The overall prevalence of inhibitors in hemophilia is estimated a

The overall prevalence of inhibitors in hemophilia is estimated at 5–7% for hemophilia A and 1.5–4% for hemophilia B. Inhibitor incidence is higher in severe hemophilia A patients at initial treatment (previously untreated patients, PUPs, average incidence 25%),

with a peak incidence after 14–20 days of treatment (exposure days, ED). In severe hemophilia B patients the incidence varies Tanespimycin datasheet between 9 and 23%, with a peak incidence at 7–10 ED. The incidence of inhibitors in hemophilia A patients after the initial treatment period (previously treated patients, PTPs) is estimated at around 0.2/100 patient years, with the upper limit of the confidence interval at 0.4. Very little is known about the natural history of inhibitors in the absence of treatments aiming at their eradication (immunotolerance induction, ITI). “
“The principles of pharmacokinetic (PK) dose tailoring in clinical practice, using

limited blood sampling and Bayesian PK analysis, have been described for factor VIII (FVIII).

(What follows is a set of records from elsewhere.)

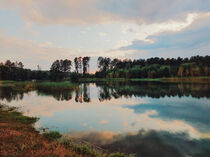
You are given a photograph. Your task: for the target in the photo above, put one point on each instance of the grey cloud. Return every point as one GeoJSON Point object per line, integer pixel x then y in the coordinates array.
{"type": "Point", "coordinates": [97, 11]}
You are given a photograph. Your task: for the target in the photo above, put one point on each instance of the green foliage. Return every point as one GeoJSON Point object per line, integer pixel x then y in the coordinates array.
{"type": "Point", "coordinates": [52, 135]}
{"type": "Point", "coordinates": [13, 115]}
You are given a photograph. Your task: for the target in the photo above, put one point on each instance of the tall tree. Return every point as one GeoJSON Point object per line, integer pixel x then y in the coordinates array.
{"type": "Point", "coordinates": [85, 64]}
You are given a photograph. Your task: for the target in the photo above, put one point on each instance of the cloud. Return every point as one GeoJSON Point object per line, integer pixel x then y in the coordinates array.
{"type": "Point", "coordinates": [102, 34]}
{"type": "Point", "coordinates": [96, 11]}
{"type": "Point", "coordinates": [185, 42]}
{"type": "Point", "coordinates": [32, 53]}
{"type": "Point", "coordinates": [104, 121]}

This study applied the same procedure to recombinant FIX (rFIX), i.e. population PK modelling and the use of a simplified (one-compartment) model to describe only the terminal part of the coagulation factor vs. time curve. Data from a previous study on rFIX in 56 patients (4–56 years, 18–133 kg) were used to define a three-compartment population PK model. The average FIX clearance was 8.4 mL h−1 kg−1. Selleck EGFR inhibitor Elimination half-life ranged between 14 and 27 h. Data obtained from 24 h after the infusion were found to define the terminal phase of FIX disposition. second Doses to produce a target trough FIX level (set at 0.01 IU mL−1) at 72 h predicted by the Bayesian analysis, with blood sampling at either 24, 48 and 72 h or at only 24 and 48 h, were within −40% to +67% of those predicted using the three-compartment model, and within −57% to +125% for targeting a level at 96 h. These errors were lower than the overall interindividual variance in dose requirements. As three-compartment models are needed to characterize the PK of both plasma-derived

FIX and rFIX, simplification to a one-compartment model is less straightforward than for FVIII, and the methodology should be investigated further before clinical application. Limited blood sampling and Bayesian analysis could still, however, be potentially useful for targeting rFIX trough levels during prophylaxis. “
“Summary.  Radiosynoviorthesis (RS) is an intra-articular injection of a radioactive colloid for the treatment of synovitis administered most often to patients with rheumatoid arthritis or haemophilia. Although highly cost-effective in comparison with surgical or arthroscopic synovectomy, the risk of cancer associated with this treatment is not well known. We evaluated the incidence of cancer in a group of patients treated with RS.